Bonnie Ewoldt is a Milford resident and Crawford County landowner.
North Dakota’s Public Service Commission threw a major roadblock in the path of Summit Carbon Solutions’ Midwest Carbon Express on August 4 when its three members unanimously denied the company’s hazardous CO2 pipeline permit. According to the commission’s chair, Randy Christmann, Summit “failed to meet its burden of proof to show that the location, construction, operation and maintenance will produce minimal adverse effects on the environment and upon the welfare of the citizens of North Dakota.”
Summit’s proposed route in North Dakota was part of a 2,000-mile, five-state Carbon Storage and Sequestration (CCS) plan to carry hazardous liquid CO2 from seventeen ethanol plants in South Dakota, Nebraska, Minnesota, and Iowa to North Dakota. where it would be permanently buried underground in abandoned oil wells west of Bismarck. When operational, investors in the $5.5 billion project would reap billions of dollars profit in carbon capture with 45Q federal tax credits.
However, without the Public Service Commission permit and access to North Dakota’s underground storage sites, the Midwest Carbon Express is a pipeline to nowhere.
The Midwest Carbon Express is on shaky ground all along its multi-state route. Summit is seeking a permit in Iowa with only two-thirds of easements voluntarily signed. Hundreds of Iowa landowners refuse to sign and choose instead to face the prospect of eminent domain. Minnesota requires an Environmental Impact Study and will not allow eminent domain to be used for this project. South Dakotans are outraged by the lack of action in their legislature, and thousands have signed a petition demanding Governor Kristi Noem call a special session.
Summit’s risky CO2 pipeline faces strong opposition. Environmentalists, conservatives, Indigenous peoples, Republicans, Democrats, independents, and civic groups have joined with impacted landowners to stop one of the biggest land grabs in recent U.S. history.
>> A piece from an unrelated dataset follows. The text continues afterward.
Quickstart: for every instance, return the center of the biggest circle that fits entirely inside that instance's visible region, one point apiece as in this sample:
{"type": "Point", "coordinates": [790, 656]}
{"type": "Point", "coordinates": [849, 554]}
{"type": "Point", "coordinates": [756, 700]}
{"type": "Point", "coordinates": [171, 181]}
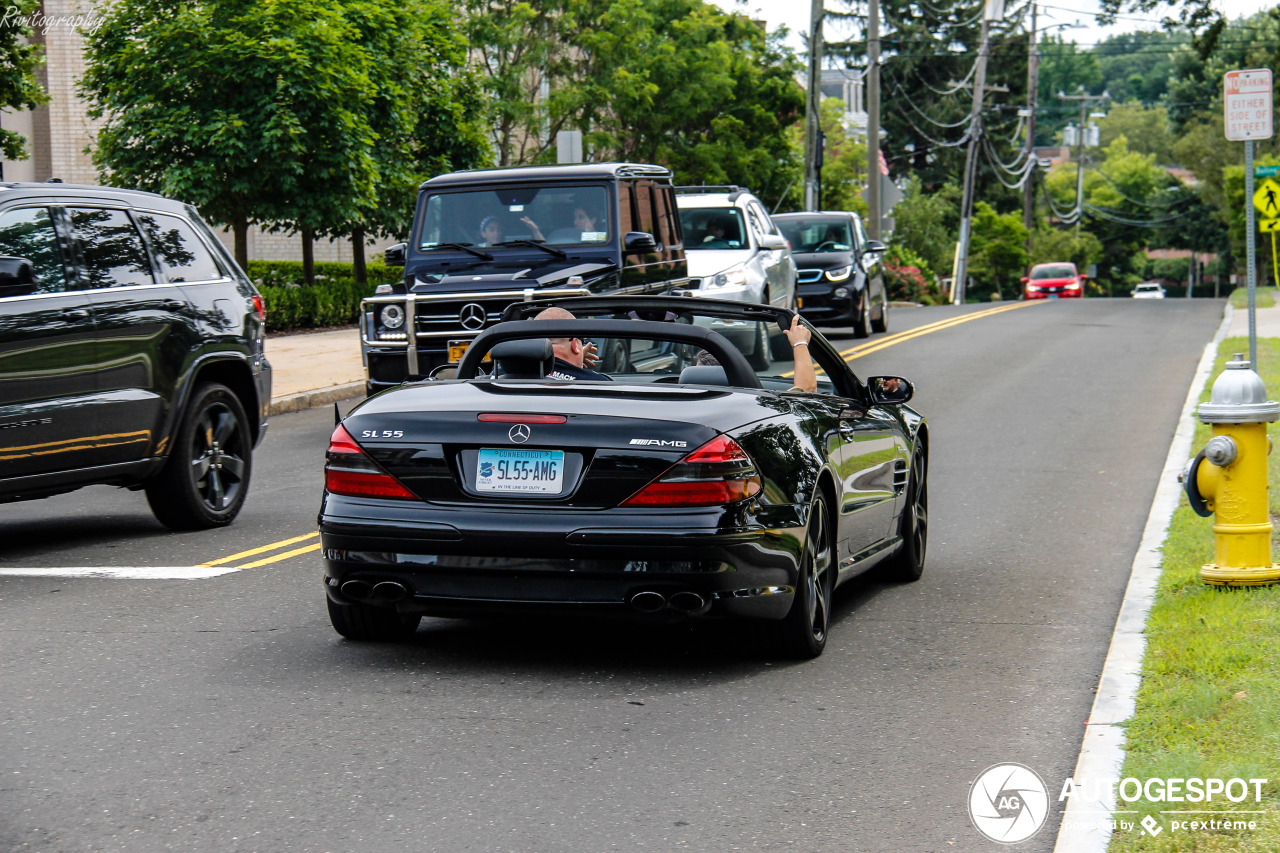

A recent Iowa Poll by Selzer & Co for the Des Moines Register found that 78 percent of Iowans across all demographics oppose the use of eminent domain for the dangerous CO2 pipelines being built by a private company for profit.
In Iowa, Summit-impacted landowners, the Sierra Club, and other interested parties have been frantically preparing for the Iowa Utilities Board hearing for Summit’s permit, scheduled to begin in two short weeks on August 22. Recently, the board unexpectedly rescheduled the hearing from an anticipated start in October. This move by the Iowa Utilities Board was a sucker-punch to intervenors, who suddenly had months less time to prepare testimony and consult with legal counsel.
Now that Summit has no way to get to the sequestration site in North Dakota, and the Midwest Carbon Express has no endpoint, the board should postpone its hearing indefinitely. Without a carbon storage and sequestration location, there is no reason to waste time, resources, and tax-payer money to hold a hearing on a half-baked proposal for Summit’s permit.
The Iowa Utilities Board needs to put the brakes on the Midwest Carbon Express. There is no urgent need to approve a permit for a dangerous CO2 pipeline to nowhere.
Top photo of the Ewoldt farm in Crawford County provided by the author and published with permission.
3 Comments
Arrogance karma
Summit and its competitors have not been transparent about their goals and means. This is surprising because Carbon sequestration is a national priority to mitigate climate change. The large tax credits are a testimony of the relevance of their efforts. Had Summit and competitors treated landowners more respectfully, explained the ecological benefits better, they may have had an easier way through.
Karl M Sat 5 Aug 12:35 PM
Steve King
Odd to see Bleeding Heartland and former Congressman Steve King on the same side.
Farmers will realize another dollar a bushel for corn if states accept the carbon credits offered by the feds. If the world has decided on green energy then we have find a way to include ethanol in that equation. Carbon storage and the carbon credits would be the solution. Each ethanol plant uses 80 million bushels of corn every year. We can’t lose that. Other options are too expensive.
Tough problem. We should be able to figure out.
tyrone2101 Sun 6 Aug 7:17 AM
Thank you, Bonnie Ewoldt...
for writing this post and for working on this issue.